Par rapport aux théories des anticipations rationnelles

Initialement, les anticipations rationnelles avaient été conçues pour intégrer la notion de temps dans les modèles de type walrassiens. Les agents économiques font des anticipations en utilisant toutes les informations nécessaires de manière optimale ce qui se traduit, dans un modèle bien conforme aux conditions du marché, par des résultats égaux aux anticipations, ce qui garantit la stabilité conjoncturelle. Dans un contexte de mondialisation, de complexité et de surprises, l’approche des anticipations rationnelles semble bien binaire et peu réaliste.[[Voir également https://theoreco.com/entreprise-microeconomie-marketing/mai-ou-est-passe-la-loi-de-loffre-et-la-demande-846.html]]. Ceci remet en cause l’alternative entre anticipations rationnelles et anticipations adaptatives. Dans l’entreprise, on mémorise régulièrement les écarts entre les anticipations et les résultats effectifs, ce qui a pour effet de corriger la manière et la méthode d’effectuer les prévisions suivantes (niveau de réflexion, temps passé, ouverture vers de nouvelles hypothèses, approche probabiliste ou pas, prise de conscience de l’épaisseur du trait, …).

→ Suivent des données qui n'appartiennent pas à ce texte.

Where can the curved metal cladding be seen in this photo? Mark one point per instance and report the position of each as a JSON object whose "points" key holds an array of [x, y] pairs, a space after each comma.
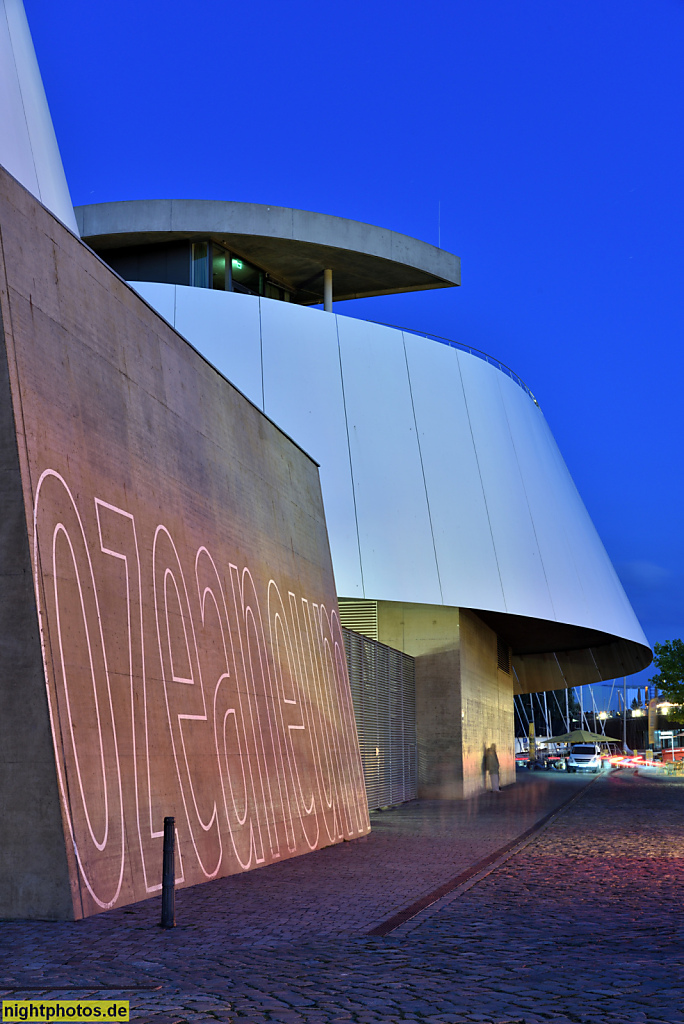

Par rapport à l’Efficacité Marginale du Capital keynésienne

Par rapport à l’EMC keynésienne, les business plans d’investissements futurs intègrent la rentabilité de l’investissement incrémental et non pas celle du stock de capital total. Par ailleurs, l’influence du taux d’intérêt en tant que coût interne du futur investissement s’avère être très faible en raison des nouvelles compositions des investissement qui intègrent beaucoup de prestations de service réparties dans le temps. La comparaison avec les taux d’intérêts liés à, des investissements financiers est rarement envisagée car les OTM (Objectifs de Taux de Marge) retenus dans les business plans sont largement plus élevés.
De ce qui précède on peut conclure qu’il y a un affaiblissement des anciennes théories qui utilisent les anticipations rationnelles des agents économiques. On devrait alors rechercher d’autres formalisations de variations de l’activité économique dans le temps. On pourrait par exemple imaginer que la vision entrepreneuriale de l’économie fonctionne comme une autoroute comportant plusieurs voies. Un véhicule est une entreprise qui vise à livrer le plus vite possible le plus grand nombre de ses produits. La distance entre les véhicules circulants correspond aux positionnements des fonctionnalités entre produits et services. Il y a alors une tendance à ce que les véhicules, c’est-à-dire les entreprises, roulant dans une voie lente rejoignent une voie plus rapide entre deux autres véhicules ce qui diminue la distance entre eux. Avec le temps toutes les distances entre les véhicules se réduisent. Puis il peut se produire un évènement qui se traduit par des coups de freins et un ralentissement sur une grande longueur de la voie, c’est le bouchon. On est alors dans la situation d’offre globale excédentaire, avec ralentissement de la production et un redémarrage qui ne se fait que très lentement car les véhiculent ne peuvent pas accélérer et rouler très vite sans augmenter leur distance, c’est la même chose pour les entreprises.